Короче, флавишей ефкейп мне фувыли иги, фрифизеные вавой из саша, то есть, я хотел сказать, что клавишей Escape мне служили книги, привезенные мамой из Russia (просто есть очень хочется).
Книги привезли в восьми коробках. Были еще американские телесериалы, которые учили меня жизни вместо оставшегося в России отца. Редкие созвоны и новости оттуда ничего не давали, помню, по CNN смотрел, как в Москву вошли танки и стреляли по какому-то «Белому дому» в центре — Москву я тогда еще не очень хорошо знал. Мама благодарила Бога, что мы вовремя уехали, да и я потихоньку начал думать, что драка с негром и кроссовки «Nike Air Jordan» лучше, чем попасть под трассеры в столице моей бывшей родины. Что такое трассеры, я тогда не знал, но их эффект мне продемонстрировал CNN, на ближайшие пять лет отбив желание возвращаться в Россию. Существование в Америке мне вообще мало чем запомнилось: мама на работе, потом мама вышла замуж за советского инженера, поскольку четко уверила себя в том, что простой инженер лучше полулегального миллионера, который утром может присутствовать на Лубянке в качестве почетного гостя, а вечером — в качестве постояльца. С отчимом у них никогда не было любви, просто тупое совковое существование, каковое осточертело маме через несколько лет, и она с ним развелась. Отчим умер через год после развода. Ы-ы-ы-к. Фу, как некрасиво получилось! Это все сухомятка.
Ладно, пора одеваться. Чего бы надеть-то, а? Что на улице? Ага, вроде солнце. На дворе трава, на траве дрова. Витя тоже на траве, а вот Саша уже на трамале, да. Тэкс-тэкс-тэкс. Хдэ жэ кастюм? У меня, кстати, прикольно выходит ростовский говор с «гэканьем». Ну, в смысле прикола, я имею в виду. На людях-то я так не прикалываюсь, только дома, а то много мудаков могут подумать, что я из Ростова, и бросятся на шею с криками «Бра-а-а-а-а-т»!
Опять домработница, эта тупая ослиха, не отнесла костюм в химчистку.
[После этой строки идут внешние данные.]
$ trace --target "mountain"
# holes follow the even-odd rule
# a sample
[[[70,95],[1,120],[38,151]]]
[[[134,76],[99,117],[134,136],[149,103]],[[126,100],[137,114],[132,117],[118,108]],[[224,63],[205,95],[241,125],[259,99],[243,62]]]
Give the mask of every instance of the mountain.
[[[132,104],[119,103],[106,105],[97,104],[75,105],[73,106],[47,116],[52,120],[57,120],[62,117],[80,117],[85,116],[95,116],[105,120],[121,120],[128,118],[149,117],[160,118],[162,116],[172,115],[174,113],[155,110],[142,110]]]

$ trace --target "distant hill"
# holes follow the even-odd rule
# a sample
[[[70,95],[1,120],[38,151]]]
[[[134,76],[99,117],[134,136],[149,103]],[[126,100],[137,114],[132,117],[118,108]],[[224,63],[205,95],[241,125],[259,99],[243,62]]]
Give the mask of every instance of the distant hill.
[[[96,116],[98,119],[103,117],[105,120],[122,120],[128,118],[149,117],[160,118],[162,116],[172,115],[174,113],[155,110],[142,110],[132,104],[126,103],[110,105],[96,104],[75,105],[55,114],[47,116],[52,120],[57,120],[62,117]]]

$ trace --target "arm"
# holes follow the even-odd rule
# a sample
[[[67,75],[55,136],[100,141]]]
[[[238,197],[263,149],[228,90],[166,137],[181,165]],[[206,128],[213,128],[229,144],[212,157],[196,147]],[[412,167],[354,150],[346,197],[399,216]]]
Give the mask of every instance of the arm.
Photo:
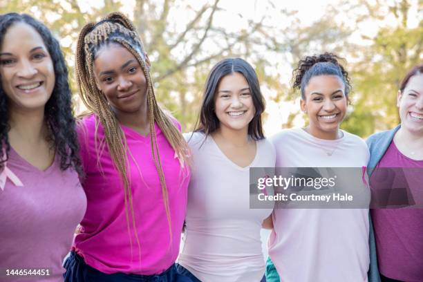
[[[264,229],[273,229],[273,220],[272,220],[272,214],[270,214],[266,219],[263,220],[263,223],[261,223],[261,227]]]

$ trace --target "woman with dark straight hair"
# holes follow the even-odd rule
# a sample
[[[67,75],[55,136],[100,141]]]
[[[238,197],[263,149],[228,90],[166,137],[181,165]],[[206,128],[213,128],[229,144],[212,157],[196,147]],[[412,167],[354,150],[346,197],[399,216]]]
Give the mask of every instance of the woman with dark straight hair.
[[[0,15],[0,280],[63,281],[86,198],[59,42],[28,15]]]
[[[265,139],[265,101],[242,59],[225,59],[205,84],[200,124],[187,138],[193,156],[180,273],[194,281],[258,281],[265,271],[260,229],[272,212],[250,209],[250,167],[274,166]]]

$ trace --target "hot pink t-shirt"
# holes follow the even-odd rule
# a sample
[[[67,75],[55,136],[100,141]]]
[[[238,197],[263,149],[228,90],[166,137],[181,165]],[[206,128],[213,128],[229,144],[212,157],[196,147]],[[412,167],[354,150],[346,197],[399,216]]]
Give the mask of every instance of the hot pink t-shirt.
[[[78,175],[62,171],[58,156],[43,171],[12,148],[6,166],[24,186],[8,178],[0,189],[0,281],[63,281],[63,259],[86,207]],[[46,275],[6,276],[7,269]]]
[[[151,275],[169,268],[179,252],[180,232],[187,207],[189,170],[182,168],[175,151],[155,124],[160,162],[170,208],[171,234],[163,204],[162,187],[151,154],[150,137],[121,125],[128,144],[128,174],[136,229],[130,217],[129,232],[125,214],[123,182],[109,153],[100,147],[97,160],[95,140],[96,119],[84,118],[77,131],[86,178],[82,186],[87,196],[87,210],[81,222],[81,233],[73,249],[90,266],[107,274],[123,272]],[[178,124],[178,127],[180,126]],[[97,138],[104,138],[99,125]],[[131,216],[131,213],[129,213]],[[137,232],[140,248],[138,248]]]

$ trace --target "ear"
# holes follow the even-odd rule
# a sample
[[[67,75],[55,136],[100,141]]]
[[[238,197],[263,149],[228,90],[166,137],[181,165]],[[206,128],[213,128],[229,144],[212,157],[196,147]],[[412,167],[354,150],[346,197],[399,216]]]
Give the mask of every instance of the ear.
[[[401,91],[398,91],[398,94],[397,95],[397,106],[400,108],[400,104],[401,104],[401,98],[402,97],[402,93]]]
[[[144,53],[144,55],[145,56],[145,64],[147,66],[150,68],[151,66],[151,64],[150,63],[150,59],[149,59],[149,55],[147,53]]]
[[[301,111],[303,111],[304,113],[306,113],[307,111],[307,109],[306,107],[306,100],[303,98],[301,98],[300,100],[300,107],[301,108]]]
[[[95,82],[95,87],[97,87],[97,89],[99,91],[102,92],[102,88],[100,86],[100,83],[99,83],[98,79],[97,78],[97,75],[94,75],[94,81]]]

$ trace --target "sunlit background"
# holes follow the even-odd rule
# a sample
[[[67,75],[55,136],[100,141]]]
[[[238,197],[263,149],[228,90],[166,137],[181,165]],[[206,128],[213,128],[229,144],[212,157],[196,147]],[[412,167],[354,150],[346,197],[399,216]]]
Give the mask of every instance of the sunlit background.
[[[205,78],[227,57],[255,68],[267,102],[265,129],[306,122],[290,87],[299,58],[325,51],[346,59],[352,104],[342,127],[366,137],[393,127],[398,85],[423,62],[423,1],[0,0],[1,13],[26,12],[59,39],[79,102],[74,54],[82,26],[119,10],[135,24],[152,61],[160,102],[191,131]]]

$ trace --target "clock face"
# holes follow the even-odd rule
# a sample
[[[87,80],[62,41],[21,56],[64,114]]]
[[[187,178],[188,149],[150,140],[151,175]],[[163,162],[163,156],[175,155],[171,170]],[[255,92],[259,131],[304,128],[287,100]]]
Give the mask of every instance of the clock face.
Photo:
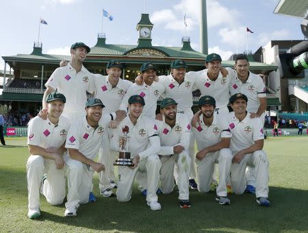
[[[142,27],[140,29],[140,36],[142,37],[150,37],[151,32],[149,27]]]

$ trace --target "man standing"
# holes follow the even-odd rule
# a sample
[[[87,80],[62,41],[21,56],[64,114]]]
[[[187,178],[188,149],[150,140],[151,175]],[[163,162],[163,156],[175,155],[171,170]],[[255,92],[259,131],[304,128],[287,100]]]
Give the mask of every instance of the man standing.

Ужас! Простейшие операции доверить нельзя, а вы говорите! Стоп, я же ей денег за месяц не заплатил… вот осел… ну, то есть у меня-то дел побольше, чем у нее, могла бы и напомнить и все такое. Чего сразу на работу не выходить, а? Позвонила бы, сказала: «Андрей Сергеевич, я вам напоминаю». Так нет, сразу в отказ. Как-то сложно все, да? Сложно у них все.
Окей, наденем что-то более демократичное. Джинсы, джинсы, джинсы. Одни голубые залиты вином, другие залиты… да… в общем, залиты… чем-то… вот, отличные джинсы. С этим ясно. Свитер? Да, прохладно, можно и свитер. Где-то тут был коричневый Etro… в кухне нет. Так я о школе еще хотел сказать.
Школа шла своим чередом, такие же трояки. За драки и прочую ерунду поставили на учет в полиции, куда регулярно приезжал тогда еще живой отчим, чтобы внести залог. Телевидение спасало, оно же и учило английскому. Сначала я, правда, выучил «ebonics» — язык негров, благодаря сериалу «Fresh Prince of Bell Air» с Уиллом Смитом, ну и другим телепрограммам, нацеленным на внедрение демократических понятий неграм с начальным образованием. Почему-то всегда бесили сериалы, которые я смотрю сейчас, такие, как «Friends». Тогда мне были мерзки эти счастливые еврейские дети богатых родителей, живущие в хороших кварталах Нью-Йорка. Я видел в них фальшь, потому как за все годы шоу там не бывало ни одного негритоса. Ну как в Нью-Йорке шесть человек не могут найти негра?!
Интересно еще узнать, как в шестидесятиметровой квартире один Андрей Миркин не может найти один свитер? Не шесть свитеров, а один! Понимаете, один! В ванной его тоже нет. Осталась комната.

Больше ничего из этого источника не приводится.